Wake up! Big changes are coming in health care financing!

For those who are upset about the 21 percent cut in Medicare payments instituted yesterday, this provides you with hardly an inkling of what may be ahead.

The sustainable growth rate (SGR) was a well intentioned effort to slow the increase in Medicare payments to more closely match the rate of inflation. MedPAC (Medicare Payment Advisory Commission) played an advisory role in establishing SGR, but it required the action of Congress to institute it.

Because physicians then increased the frequency and intensity of services, the SGR formula required a very modest rate reduction – each year. Congress was reluctant to approve the rate reductions and so they postponed them – each year. But the reductions were cumulative and have remained on the books. This year Congress has failed to act so the cumulative 21 percent reduction was applied as of yesterday. HHS is withholding payments for the next ten days to give Congress one more chance to halt the reductions for this year, but no definitive resolution is in sight.

If this is what has happened when MedPAC has had only an advisory role, just think of the possibilities of an empowered MedPAC. The Independent Medicare Advisory Board (IMAC) that would be established by the enactment of the Senate health care reform legislation has tremendous powers to move forward with their recommendations, with Congress being relegated to having only limited veto powers on their actions.

When you read MedPAC’s Medicare Payment Policy report presented to Congress yesterday, you can begin to imagine the potential of IMAC as an empowered MedPAC. It is likely that we would be moving ahead with the initial phases of accountable care organizations (ACOs) and bundled payments.
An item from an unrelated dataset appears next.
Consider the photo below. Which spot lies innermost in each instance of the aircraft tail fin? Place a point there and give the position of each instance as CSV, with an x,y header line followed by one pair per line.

A recent qotd discussed how these concepts might actually increase spending instead of achieving their goal of reducing spending, that is for private insurers negotiating with a more highly consolidated delivery system. But the IMAC rules would apply to Medicare exclusively, and Medicare doesn’t have to negotiate.
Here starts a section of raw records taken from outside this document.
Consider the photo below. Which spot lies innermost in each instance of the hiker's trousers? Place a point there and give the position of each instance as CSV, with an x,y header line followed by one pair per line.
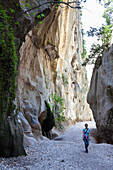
x,y
86,142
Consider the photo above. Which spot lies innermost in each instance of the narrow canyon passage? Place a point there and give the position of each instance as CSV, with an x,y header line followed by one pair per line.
x,y
64,153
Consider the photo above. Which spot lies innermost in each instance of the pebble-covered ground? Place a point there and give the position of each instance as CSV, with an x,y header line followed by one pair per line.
x,y
64,153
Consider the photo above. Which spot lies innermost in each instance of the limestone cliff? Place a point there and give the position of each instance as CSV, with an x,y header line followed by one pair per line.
x,y
100,96
50,61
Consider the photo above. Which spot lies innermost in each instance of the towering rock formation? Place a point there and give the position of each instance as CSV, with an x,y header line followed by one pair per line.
x,y
50,61
100,96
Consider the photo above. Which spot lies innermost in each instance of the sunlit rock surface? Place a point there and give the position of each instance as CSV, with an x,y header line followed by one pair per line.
x,y
100,96
50,60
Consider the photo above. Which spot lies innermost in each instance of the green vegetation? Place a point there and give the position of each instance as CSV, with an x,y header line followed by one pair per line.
x,y
104,36
8,65
57,106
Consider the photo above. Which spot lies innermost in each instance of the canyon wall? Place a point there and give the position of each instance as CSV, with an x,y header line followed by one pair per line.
x,y
100,96
50,62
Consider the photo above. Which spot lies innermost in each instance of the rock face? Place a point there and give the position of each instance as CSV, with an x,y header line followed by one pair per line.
x,y
100,96
50,61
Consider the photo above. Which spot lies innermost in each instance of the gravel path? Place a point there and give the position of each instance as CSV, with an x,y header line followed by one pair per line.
x,y
64,153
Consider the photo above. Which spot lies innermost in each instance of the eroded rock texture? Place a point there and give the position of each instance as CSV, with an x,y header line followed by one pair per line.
x,y
100,96
50,61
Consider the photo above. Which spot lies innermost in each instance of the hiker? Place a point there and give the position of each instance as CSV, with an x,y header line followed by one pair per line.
x,y
86,131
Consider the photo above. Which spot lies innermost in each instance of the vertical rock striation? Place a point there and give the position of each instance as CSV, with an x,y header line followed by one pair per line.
x,y
100,96
50,61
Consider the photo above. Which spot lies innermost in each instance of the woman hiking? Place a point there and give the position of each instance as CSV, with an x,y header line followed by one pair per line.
x,y
86,131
Health care cost increases must be contained. I’m not as concerned about those who can afford the high prices of health insurance and health care as I am about those who will not be receiving the health care that they need because they can’t pay for it and government support will be inadequate to remove the financial barriers to care.
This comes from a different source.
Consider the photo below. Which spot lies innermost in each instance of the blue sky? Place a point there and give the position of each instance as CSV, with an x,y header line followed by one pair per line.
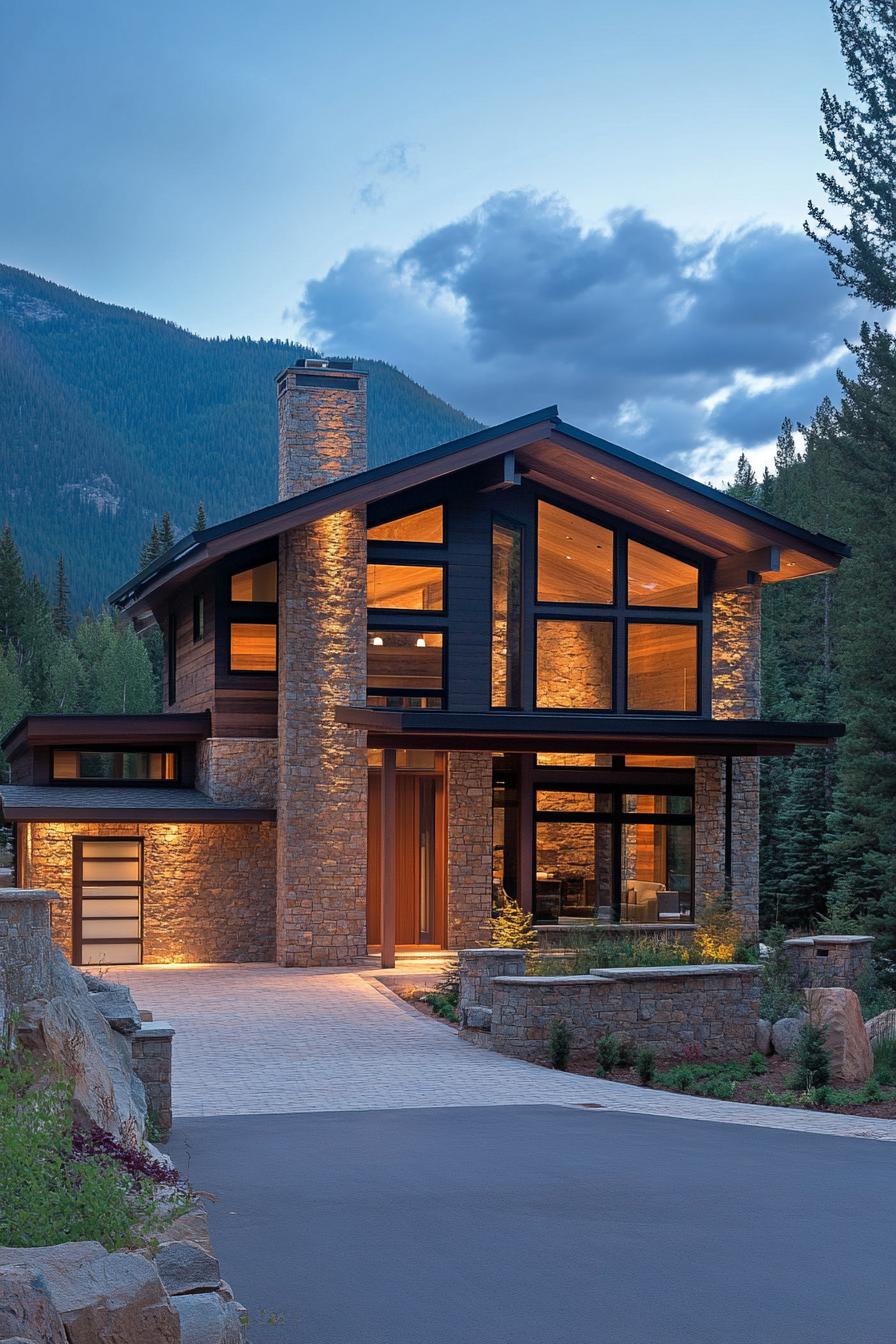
x,y
593,203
The private insurers have proven to be incapable of controlling spending. The government has been effective, but in what way? For Medicaid, they have simply underfunded the program. The government is depending on both captive providers and provider charity to absorb the losses on Medicaid.

What about Medicare? Actually Medicare has been very effective in using innovations to slow cost increases, including some innovations recommended by MedPAC. The problem is that there is now a perception on the part of many providers that Medicare has been too aggressive in slowing spending, and there are early signs that access may become impaired for Medicare beneficiaries because of a lack of willing providers. It is crucial that Medicare maintains a balance between fair compensation for the providers while at the same time not supporting today’s excesses in health care pricing.

Are you still awake? Here’s where I’m going to lose some of you.

We do need an Independent Medicare Advisory Board, but not for Medicare as we know it. Letting the private insurance industry have free rein while allowing Medicare to ratchet down rates risks converting Medicare into another underfunded Medicaid program.

What we need instead is an Independent Medicare Advisory Board (or a public administrative equivalent) that strives for optimal payment policies for our entire health care system, i.e., for a single payer Medicare for all program. Patient and provider push back would ensure that we would have the balanced compensation rules that we need.

It’s too bad that we can’t use reconciliation to enact an improved Medicare for all. Or can we?